Book review: The Color of Night
The Color of Night
by Madison Smartt Bell
Madison Smartt Bell’s historical novels have been bobbing on and off my to-read list for awhile now so I was excited to learn he was returning to Nashville as part of the Salon @ 615 series. I wasn’t sure what I would think of The Color of Night until Bell started reading and I was transfixed. Wondering around the desert at night with a rifle, being possessed by pagan gods, weapon fetishism – ya’ know feel-good-summer-time stuff – I knew this book was up my alley.
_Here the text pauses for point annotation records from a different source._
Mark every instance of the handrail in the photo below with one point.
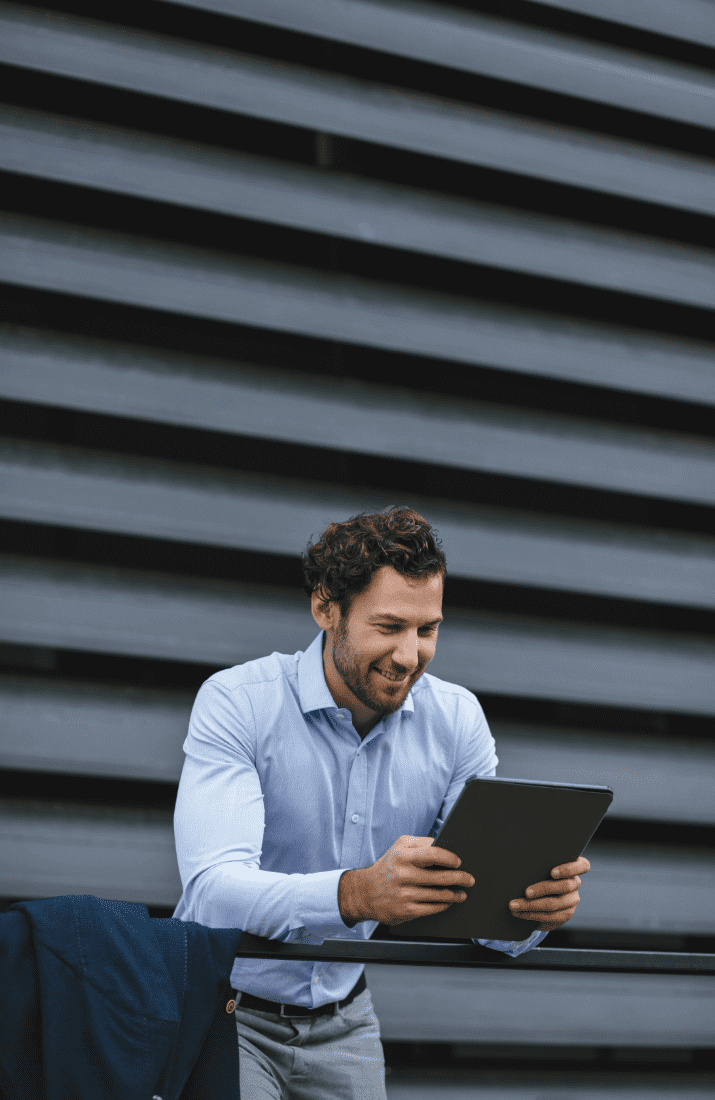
(460, 954)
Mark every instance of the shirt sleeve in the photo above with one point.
(477, 757)
(514, 947)
(218, 827)
(475, 754)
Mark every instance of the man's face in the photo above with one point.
(388, 637)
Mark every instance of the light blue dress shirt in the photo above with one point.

The Color of Night is actually a sophisticated and literate What If… story. What if two Manson girls got away unnoticed and lived on divergent paths until 9/11. One segued back into normalcy. While the other… yeah, that whole in the desert with a gun deal. The psychic wound of 9/11 tosses our gun-toting hermit back into the mental world she inhabited during her time with the Summer of “Love” Debased cultus. (Something’s wrong here. A LOT of things are wrong here.) So then she seeks her long forgotten other half. This has best ending of any novel I have read since Drop City.
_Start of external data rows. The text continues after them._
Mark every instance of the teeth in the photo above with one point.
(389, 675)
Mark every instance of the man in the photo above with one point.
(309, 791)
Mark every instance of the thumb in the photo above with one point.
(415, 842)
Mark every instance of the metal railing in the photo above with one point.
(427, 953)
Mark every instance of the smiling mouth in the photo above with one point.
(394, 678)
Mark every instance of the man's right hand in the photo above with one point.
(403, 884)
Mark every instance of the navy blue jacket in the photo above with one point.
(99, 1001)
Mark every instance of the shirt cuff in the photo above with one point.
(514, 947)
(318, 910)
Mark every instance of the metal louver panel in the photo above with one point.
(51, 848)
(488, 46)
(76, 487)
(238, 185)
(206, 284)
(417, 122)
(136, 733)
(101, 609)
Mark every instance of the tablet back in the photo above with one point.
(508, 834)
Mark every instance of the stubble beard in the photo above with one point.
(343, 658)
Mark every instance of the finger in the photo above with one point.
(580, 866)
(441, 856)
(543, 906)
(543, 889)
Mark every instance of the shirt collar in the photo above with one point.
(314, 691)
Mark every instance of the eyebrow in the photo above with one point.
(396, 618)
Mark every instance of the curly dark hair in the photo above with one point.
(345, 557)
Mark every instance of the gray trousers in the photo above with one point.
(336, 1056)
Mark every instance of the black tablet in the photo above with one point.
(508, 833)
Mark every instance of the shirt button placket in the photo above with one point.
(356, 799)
Though not pitch perfect, the book does link the collective scars of the Manson murders and 9/11 as turning points in popular consciousness. With equal dollops of sex, horror, ancient deities, and Americana, The Color of Night is everything I hoped Neil Gaiman’s post-comics fiction would have become instead of the children’s stories which have made him famous.
Devil’s Dream just got bumped to the top of my to-read list.